Domestic abusers leaving prison will have to wear electronic monitoring tags in a move that the government says will offer better protection to victims.

Under a pilot scheme launching in the East and West Midlands, and expected to be rolled out across England and Wales next year, any offender who poses a threat to a former partner or their children will be banned from going within a certain distance of a victim’s home and/or subject to a curfew.

The conditions will be enforced on up to 500 prison leavers, who will be forced to wear a GPS or curfew tag. Offenders who breach licence conditions, such as by entering an exclusion zone or breaching a curfew, face being returned to prison.

The lord chancellor and justice secretary, Alex Chalk, said: “Survivors of domestic abuse show great strength and bravery in coming forward, and it is right that every tool is used to protect them from further harm.

“The tagging of prison leavers at risk of committing further domestic abuse is a further protection we are introducing to help victims rebuild their lives and feel safe in their communities.”

The government also said on Friday that more than 2,700 victims had been protected from further harassment from their imprisoned abusers thanks to a Prison Service scheme relaunched last summer.
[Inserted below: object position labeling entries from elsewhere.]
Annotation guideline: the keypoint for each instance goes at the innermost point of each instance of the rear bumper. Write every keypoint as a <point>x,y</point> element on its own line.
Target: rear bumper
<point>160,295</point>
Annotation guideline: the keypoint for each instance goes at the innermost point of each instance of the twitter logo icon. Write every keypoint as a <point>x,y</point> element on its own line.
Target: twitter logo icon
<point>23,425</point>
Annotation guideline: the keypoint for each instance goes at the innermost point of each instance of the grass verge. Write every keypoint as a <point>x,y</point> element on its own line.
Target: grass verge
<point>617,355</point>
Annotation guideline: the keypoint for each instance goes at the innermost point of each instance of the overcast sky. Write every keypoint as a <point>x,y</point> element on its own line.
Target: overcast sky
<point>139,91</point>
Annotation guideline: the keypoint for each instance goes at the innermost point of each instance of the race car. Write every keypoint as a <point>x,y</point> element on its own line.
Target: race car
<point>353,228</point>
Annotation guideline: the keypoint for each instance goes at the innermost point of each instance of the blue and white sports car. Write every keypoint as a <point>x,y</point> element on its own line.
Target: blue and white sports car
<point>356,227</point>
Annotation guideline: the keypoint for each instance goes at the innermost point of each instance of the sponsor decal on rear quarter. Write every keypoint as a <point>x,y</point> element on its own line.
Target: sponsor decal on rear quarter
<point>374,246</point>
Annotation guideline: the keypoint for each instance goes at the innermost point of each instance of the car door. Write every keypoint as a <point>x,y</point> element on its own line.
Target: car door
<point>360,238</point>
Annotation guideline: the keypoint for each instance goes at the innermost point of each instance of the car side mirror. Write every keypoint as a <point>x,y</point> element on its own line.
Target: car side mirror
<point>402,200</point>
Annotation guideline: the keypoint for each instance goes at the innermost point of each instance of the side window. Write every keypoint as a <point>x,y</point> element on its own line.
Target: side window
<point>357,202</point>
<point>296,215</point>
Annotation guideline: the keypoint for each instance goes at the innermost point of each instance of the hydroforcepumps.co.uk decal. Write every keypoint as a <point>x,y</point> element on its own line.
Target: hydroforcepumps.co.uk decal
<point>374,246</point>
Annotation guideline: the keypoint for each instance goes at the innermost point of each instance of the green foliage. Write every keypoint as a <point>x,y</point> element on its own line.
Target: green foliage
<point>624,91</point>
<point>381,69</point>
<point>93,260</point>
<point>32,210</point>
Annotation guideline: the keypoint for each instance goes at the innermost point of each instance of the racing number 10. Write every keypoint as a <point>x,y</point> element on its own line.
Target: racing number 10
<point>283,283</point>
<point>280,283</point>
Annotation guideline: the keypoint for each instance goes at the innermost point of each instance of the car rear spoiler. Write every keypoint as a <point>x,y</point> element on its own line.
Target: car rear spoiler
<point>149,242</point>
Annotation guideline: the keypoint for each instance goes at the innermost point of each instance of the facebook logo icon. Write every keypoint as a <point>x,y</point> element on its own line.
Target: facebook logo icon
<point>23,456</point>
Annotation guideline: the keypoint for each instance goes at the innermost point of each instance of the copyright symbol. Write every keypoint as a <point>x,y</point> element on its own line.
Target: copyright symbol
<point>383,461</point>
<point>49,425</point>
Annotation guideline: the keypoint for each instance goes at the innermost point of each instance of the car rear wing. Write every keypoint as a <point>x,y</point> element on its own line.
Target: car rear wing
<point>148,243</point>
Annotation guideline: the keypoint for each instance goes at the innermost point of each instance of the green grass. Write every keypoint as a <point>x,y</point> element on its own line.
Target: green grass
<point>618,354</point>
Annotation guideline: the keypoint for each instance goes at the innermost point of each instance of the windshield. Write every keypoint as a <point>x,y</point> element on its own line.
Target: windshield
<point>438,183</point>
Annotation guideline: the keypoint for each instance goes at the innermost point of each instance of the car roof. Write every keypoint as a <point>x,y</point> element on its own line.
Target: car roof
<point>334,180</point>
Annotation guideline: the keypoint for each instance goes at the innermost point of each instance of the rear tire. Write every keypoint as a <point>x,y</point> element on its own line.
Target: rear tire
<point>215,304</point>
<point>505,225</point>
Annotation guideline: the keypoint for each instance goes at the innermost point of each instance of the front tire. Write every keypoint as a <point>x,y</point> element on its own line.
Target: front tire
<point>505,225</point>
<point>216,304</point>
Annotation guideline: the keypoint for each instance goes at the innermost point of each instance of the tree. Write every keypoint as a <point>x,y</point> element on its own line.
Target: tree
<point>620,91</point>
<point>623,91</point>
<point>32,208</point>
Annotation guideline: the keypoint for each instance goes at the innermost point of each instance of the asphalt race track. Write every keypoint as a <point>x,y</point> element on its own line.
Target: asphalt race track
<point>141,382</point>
The unwanted prisoner contact service prevents offenders from dialling a victim’s number from prison phones or sending out threatening letters to their address.

Louise, a survivor of domestic violence, said: “The thought of my abuser trying to make contact – either from behind bars or once released – was one that left me feeling anxious and powerless.

“These measures provide reassurance that we as survivors are being better protected from these efforts to intimidate and terrorise us.”

Nicole Jacobs, the domestic abuse commissioner for England and Wales, said: “I welcome announcements from government today to tackle perpetrators of domestic abuse. The domestic abuse electronic tags pilot is a positive step forwards in protecting victims.

“By blocking perpetrators from contacting victims, the unwanted prisoner contact scheme sets an important standard that the criminal justice system will not be used to further domestic abuse, making a difference for survivor’s safety, recovery, and freedom from abuse.

“For too long, the onus has been on victims of domestic abuse to protect themselves from harm. I will continue to work with government.”